El vertedero del siglo

Si en los hogares acolmenados de nuestras ciudades son los altillos de los armarios y sus cajones más bajos los destinados a cobijar todo lo inútil —por obsoleto, inservible, gastado, o absurdo hasta el ridículo—, en los pueblos, son los corrales, responsables en su día de la magia de la autosuficiencia,  el espacio convenido para hacinar la parte material que excreta nuestro pasado.

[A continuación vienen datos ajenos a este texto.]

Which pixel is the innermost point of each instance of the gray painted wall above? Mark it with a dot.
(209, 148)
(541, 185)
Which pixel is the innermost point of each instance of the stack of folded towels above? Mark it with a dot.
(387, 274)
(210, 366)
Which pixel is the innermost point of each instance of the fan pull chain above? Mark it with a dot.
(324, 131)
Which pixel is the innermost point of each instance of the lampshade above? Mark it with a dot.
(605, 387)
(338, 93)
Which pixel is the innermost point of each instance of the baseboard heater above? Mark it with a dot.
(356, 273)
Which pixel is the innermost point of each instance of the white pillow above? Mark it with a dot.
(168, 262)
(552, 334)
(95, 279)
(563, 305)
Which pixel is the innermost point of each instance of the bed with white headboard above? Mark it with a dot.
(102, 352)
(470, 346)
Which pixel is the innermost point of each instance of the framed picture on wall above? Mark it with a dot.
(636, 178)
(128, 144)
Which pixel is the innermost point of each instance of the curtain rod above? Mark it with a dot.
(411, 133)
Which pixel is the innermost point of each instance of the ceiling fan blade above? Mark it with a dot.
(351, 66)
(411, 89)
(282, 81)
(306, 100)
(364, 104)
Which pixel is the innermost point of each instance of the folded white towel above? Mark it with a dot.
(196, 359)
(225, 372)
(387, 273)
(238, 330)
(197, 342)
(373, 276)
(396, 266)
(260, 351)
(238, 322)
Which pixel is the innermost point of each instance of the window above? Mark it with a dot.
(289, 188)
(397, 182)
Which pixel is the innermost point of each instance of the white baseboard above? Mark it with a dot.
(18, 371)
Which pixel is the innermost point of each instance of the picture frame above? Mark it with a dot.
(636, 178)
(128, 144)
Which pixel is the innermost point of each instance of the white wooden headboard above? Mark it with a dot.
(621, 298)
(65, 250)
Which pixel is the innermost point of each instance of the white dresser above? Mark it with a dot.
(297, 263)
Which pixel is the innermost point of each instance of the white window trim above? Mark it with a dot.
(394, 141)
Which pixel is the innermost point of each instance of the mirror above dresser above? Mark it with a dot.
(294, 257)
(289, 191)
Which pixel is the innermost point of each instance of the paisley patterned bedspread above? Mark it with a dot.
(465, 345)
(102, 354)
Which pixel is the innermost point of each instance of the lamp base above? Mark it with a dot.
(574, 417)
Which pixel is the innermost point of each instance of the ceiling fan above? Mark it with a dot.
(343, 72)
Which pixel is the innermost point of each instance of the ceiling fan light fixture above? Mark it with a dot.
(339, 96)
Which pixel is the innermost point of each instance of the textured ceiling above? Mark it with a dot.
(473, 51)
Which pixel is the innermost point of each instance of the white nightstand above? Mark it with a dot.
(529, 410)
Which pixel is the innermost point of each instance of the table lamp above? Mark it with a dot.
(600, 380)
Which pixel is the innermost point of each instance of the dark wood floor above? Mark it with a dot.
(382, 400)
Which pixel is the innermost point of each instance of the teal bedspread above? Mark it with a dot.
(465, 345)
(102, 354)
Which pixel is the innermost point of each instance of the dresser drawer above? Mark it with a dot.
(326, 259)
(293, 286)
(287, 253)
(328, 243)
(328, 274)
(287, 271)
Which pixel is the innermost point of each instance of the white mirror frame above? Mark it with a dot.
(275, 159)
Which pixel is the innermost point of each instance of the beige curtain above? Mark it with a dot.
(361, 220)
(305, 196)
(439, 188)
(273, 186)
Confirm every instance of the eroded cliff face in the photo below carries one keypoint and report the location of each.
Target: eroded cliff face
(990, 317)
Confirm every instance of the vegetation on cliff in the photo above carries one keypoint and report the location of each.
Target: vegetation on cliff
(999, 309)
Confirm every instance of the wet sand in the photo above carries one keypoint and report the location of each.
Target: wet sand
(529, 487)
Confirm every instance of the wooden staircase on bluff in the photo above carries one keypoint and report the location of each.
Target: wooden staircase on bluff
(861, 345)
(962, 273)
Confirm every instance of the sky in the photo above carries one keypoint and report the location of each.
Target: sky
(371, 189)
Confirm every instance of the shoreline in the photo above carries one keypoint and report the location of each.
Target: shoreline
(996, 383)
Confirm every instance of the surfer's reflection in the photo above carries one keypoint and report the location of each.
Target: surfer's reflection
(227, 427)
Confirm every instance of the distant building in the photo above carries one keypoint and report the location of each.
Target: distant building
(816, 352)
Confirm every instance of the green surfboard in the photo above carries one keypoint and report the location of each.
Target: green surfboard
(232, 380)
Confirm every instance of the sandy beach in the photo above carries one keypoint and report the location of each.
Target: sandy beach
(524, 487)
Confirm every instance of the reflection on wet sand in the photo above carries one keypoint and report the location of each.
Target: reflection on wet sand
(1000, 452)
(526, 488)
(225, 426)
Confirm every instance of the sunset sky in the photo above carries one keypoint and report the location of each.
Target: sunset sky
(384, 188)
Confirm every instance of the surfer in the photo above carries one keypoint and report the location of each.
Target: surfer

En el caso más urbano, basta abrir uno de esos muebles paternos que nunca se abren, para descubrir una cápsula del tiempo colmada de aburrimiento y falsa nostalgia comprada al peso:  recuerdos de Mallorca, la gran vajilla prohibida, paquetes vacíos sin desprecintar, artículos publicitarios de la Era preChina, botes de perfume vacíos, regalos para ponerse que nunca se pusieron, colecciones de nada inacabadas, sábanas bordadas por polillas, licores en su enésima fermentación, puros malos de peores bodas, y todo tipo de  artículos capaces de convertir el espacio  que ocupan —de por vida hipotecado— en el mayor de los despropósitos. Si la experiencia no termina de bastarnos, y nuestra valentía pide más,  podemos probar a abrir muebles de propietarios más jóvenes —no sin la oportuna protección contra picaduras—, para comprobar que el paisaje cobra vida. En estos vertederos de nueva generación —gobernados por generaciones vacunadas contra la sensación de vivir dentro de un contenedor de basura idealizada, en aras  de preservar el delicado equilibrio emocional que padecen—, la marcada línea que siempre ha diferenciado a lo orgánico de lo inorgánico se desdibuja con la misma alegría que se pierde el carmín entre besos: restos de novios, fotocopias de diplomas, y ¡billetes de autobus!, cohabitan  hasta que una inundación los separe. Para usuarios metropolitanos avanzados, lanzo esta última pregunta-prueba: ¿qué tipo de-mente urbanita, si no la más pornográfica de la ciudad, pudo inventarse una habitación —con aires de lujo— a la que sin escrúpulo llamó trastero (de trasto), y cuyo uso final no es otro que el de purgatorio para la basura destinada a morir de humedad?

La postal del pueblo, aún más fea si cabe por la severidad de la transformación, inmortaliza un basurero privado —que sigue llamándose ilúsamente corral— atestado de esqueletos de electrodomésticos, camas durmientes, futbolines sin futbolistas, mesas y sillas patas y manos arriba, un intento de perro —chico y feo—  siguiendo el rastro del pasado, el coche soñado cuando se iba en bicicleta, ahora oxidada, una moto que un día arrancaremos, cien tiestos apilados y todos rotos, una carpa sin lona cubriendo periódicos empapados, estiercol de chatarra, una piedra de cemento para mil  ladrillos, y tú moviéndolo todo de aquí para allá cuando cambia el tiempo: tiempo y nada.

Por encima de todo lo demás, el s. XX nos enseñó a consumir, y nosotros aprendimos a hacerlo compulsivamente. Dejar de hacerlo es difícil, pero menos que desprenderse de lo consumido, pues en muchos casos, la basura que acumulamos —nicho de nuestros esfuerzos e ilusiones materializadas—  es todo cuanto poseemos.

El s.XXI apunta a convertirse en el vertedero del XX, mortalmente consumido.